Error : illegal implicit conversion from 'struct node_s **' to
'struct node_s ***'
main.c line 127 insert3(&(**tree)->left,word);

 

[manly]

If ptr is a pointer, then &(*ptr) have pointer operators that cancel out, which doesn't make sense IMO. If I had to guess based on the function signature alone, I would take out the address of operator.

But I'm not so familiar with BST or algorithms in C. Are you sure you need a node *** parameter for your function? Like I said, I'm a relative neophyte in C but I don't recall seeing 3 successive levels of pointers before.

 

[Feanor727]

yeah, you're not referencing the tree correctly.

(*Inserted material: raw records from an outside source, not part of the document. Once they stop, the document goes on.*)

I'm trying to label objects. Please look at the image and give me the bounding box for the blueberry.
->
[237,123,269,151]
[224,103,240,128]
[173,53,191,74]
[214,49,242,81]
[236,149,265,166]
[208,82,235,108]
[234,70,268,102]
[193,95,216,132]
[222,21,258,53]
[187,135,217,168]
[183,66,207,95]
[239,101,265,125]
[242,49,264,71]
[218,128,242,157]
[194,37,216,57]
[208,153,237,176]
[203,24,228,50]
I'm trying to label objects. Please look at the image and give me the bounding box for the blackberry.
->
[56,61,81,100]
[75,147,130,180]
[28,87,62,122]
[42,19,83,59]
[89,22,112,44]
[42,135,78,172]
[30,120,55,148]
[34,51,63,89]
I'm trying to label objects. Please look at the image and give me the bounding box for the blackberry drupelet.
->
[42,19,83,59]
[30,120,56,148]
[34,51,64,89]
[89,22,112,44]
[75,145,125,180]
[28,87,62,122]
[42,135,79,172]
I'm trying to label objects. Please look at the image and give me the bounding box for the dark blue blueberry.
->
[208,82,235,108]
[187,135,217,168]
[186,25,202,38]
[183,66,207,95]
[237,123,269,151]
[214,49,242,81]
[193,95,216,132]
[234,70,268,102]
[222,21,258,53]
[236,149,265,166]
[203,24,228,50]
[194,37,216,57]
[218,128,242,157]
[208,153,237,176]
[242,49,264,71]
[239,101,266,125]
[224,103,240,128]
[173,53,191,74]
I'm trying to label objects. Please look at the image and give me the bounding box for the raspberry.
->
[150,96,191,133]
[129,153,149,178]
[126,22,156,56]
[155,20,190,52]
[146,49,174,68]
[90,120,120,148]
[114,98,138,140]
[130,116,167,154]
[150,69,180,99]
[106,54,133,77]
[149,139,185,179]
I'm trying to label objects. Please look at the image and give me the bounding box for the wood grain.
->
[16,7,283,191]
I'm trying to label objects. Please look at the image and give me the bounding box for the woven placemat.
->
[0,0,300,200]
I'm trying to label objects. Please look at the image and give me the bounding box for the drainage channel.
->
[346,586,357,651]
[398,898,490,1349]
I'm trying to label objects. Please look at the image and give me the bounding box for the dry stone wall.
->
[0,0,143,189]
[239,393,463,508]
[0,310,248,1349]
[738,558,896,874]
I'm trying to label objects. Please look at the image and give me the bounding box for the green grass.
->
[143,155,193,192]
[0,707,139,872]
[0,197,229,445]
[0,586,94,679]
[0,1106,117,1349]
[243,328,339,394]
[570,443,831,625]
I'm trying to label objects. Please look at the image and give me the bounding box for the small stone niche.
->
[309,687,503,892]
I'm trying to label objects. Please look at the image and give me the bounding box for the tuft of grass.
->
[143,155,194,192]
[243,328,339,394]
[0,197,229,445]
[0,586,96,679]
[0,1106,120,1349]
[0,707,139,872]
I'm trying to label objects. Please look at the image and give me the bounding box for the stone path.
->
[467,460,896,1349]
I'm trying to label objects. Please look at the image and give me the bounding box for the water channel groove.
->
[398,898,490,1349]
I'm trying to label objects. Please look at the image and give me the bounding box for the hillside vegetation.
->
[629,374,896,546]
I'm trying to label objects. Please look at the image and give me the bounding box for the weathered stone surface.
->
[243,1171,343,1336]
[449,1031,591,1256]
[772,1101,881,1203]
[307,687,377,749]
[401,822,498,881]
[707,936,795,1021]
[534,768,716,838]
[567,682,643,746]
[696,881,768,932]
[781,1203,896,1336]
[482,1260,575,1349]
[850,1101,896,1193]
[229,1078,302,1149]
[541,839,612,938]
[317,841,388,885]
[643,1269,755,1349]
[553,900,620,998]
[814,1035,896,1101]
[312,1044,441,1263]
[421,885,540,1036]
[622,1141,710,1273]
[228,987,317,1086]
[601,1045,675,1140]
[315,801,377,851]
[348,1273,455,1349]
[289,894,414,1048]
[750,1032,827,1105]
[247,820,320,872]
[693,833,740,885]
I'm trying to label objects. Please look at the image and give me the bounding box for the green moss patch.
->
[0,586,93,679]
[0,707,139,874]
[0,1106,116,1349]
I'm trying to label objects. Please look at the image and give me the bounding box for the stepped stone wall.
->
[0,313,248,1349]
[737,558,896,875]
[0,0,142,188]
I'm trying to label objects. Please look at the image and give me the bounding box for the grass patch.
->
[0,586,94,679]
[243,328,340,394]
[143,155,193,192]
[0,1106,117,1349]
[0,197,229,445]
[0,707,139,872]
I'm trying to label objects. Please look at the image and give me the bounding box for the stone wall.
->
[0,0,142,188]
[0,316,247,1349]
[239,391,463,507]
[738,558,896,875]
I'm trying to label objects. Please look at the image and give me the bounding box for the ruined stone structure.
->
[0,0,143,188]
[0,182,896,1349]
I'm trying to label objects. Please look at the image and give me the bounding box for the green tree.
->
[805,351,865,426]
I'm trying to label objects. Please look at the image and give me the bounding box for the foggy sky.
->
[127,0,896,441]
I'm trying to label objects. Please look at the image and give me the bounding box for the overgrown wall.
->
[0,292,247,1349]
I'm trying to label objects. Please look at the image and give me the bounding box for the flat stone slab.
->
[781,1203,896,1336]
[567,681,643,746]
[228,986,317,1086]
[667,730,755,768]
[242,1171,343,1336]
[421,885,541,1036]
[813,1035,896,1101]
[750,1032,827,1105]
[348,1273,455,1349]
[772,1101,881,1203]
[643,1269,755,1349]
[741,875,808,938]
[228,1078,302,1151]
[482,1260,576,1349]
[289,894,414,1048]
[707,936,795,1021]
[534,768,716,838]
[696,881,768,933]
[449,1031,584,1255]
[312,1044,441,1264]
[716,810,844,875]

First of all, why you're using a triple pointer for a BST is beyond me... a single pointer is sufficient. But to call it, I would just do, insert3(&((**tree)->left), word) that way you get the address of the actual "left" element of the double pointer tree.

oh yeah, and if you came up with the triple pointer structure (as opposed to your professor handing you code already in that format), then I highly suggest you rethink your structure.

 

[cchen]

hmm i tried that but it doesn't work - gives me the same error
i'm using a triple pointer because its being called from another function...

 

[arcain]

I can not think of a reason to use node ***. I don't think I've ever seen that before.

Basically in your function call you're passing the address of left. And it looks like left is defined as "struct node_s *" (according to the error). So you're passing "struct node_s **" but from your function declaration, the compiler is expecting "struct node_s ***". These are differing levels of dereference. You could try calling it like "insert3(&&(**tree)->left, word);" that would solve that problem (at that level) right away, but uhh.. your program is probably going to die a horrible death.. if the compiler even lets you..

The "&(**tree)->left" will return an address, and the next & will return the address of that which probably only exists on the stack. And anything you do with that pointer is only going to be bad news.

I believe your use of a *** is incorrect, but it would be hard to tell without seeing more code.

 

[cchen]

thanks... fixed that problem.....

one more quick question

void insert3 (node **tree, char *word) {

if ((*tree)==NULL) {
(*tree)=(node *)malloc(sizeof(tree));
(*tree)->left=NULL;
(*tree)->right=NULL;
(*tree)->word=(char *)malloc(100);
strcpy((*tree)->word,word);
return;
}
else {
if (strcmp(word,(*tree)->word)<0)
insert3(&(*tree)->left,word);
else {
if (strcmp(word,(*tree)->word)>0)
insert3(&(*tree)->right,word);
}
}
}

that's my insert function into the bst... if i insert words into the bst... after inserting the second word... the bst becomes messed up.... the words insert correctly... but say if i was only inserting to the left side, somehow the right side would be pointing to some random unallocated memory..... anyone see why that would be?

 

[arcain]

(*tree)=(node *)malloc(sizeof(tree));

That line is incorrect. tree is a node **. Since tree is a pointer, sizeof will return the size of a pointer. You will want to do sizeof(node).

 

[hans007]

your code is pretty wrong man.



your header if i were to do this i'd make node* tree





for the mallocs you do .


tree=(node*) malloc (sizof (struct node ) );


optionally


tree=(node*) malloc (sizeof (node * ) ) i'm told works as well.

 

[arcain]

Originally posted by: hans007
your code is pretty wrong man.



your header if i were to do this i'd make node* tree





for the mallocs you do .


tree=(node*) malloc (sizof (struct node ) );


optionally


tree=(node*) malloc (sizeof (node * ) ) i'm told works as well.

I'm not sure if that last line works.. (node *) is a pointer type, and he doesn't want to allocate sizeof (a pointer), he wants to allocate sizeof(node structure).

 

[hans007]

Originally posted by: arcain

Originally posted by: hans007
your code is pretty wrong man.



your header if i were to do this i'd make node* tree





for the mallocs you do .


tree=(node*) malloc (sizof (struct node ) );


optionally


tree=(node*) malloc (sizeof (node * ) ) i'm told works as well.

I'm not sure if that last line works.. (node *) is a pointer type, and he doesn't want to allocate sizeof (a pointer), he wants to allocate sizeof(node structure).

ididnt think it worked either, i always do it the struct way.


but i guess, node is a pointer type, but if you put a star next to it , its dereferenced to the non pointer type that its based on, or a struct node type.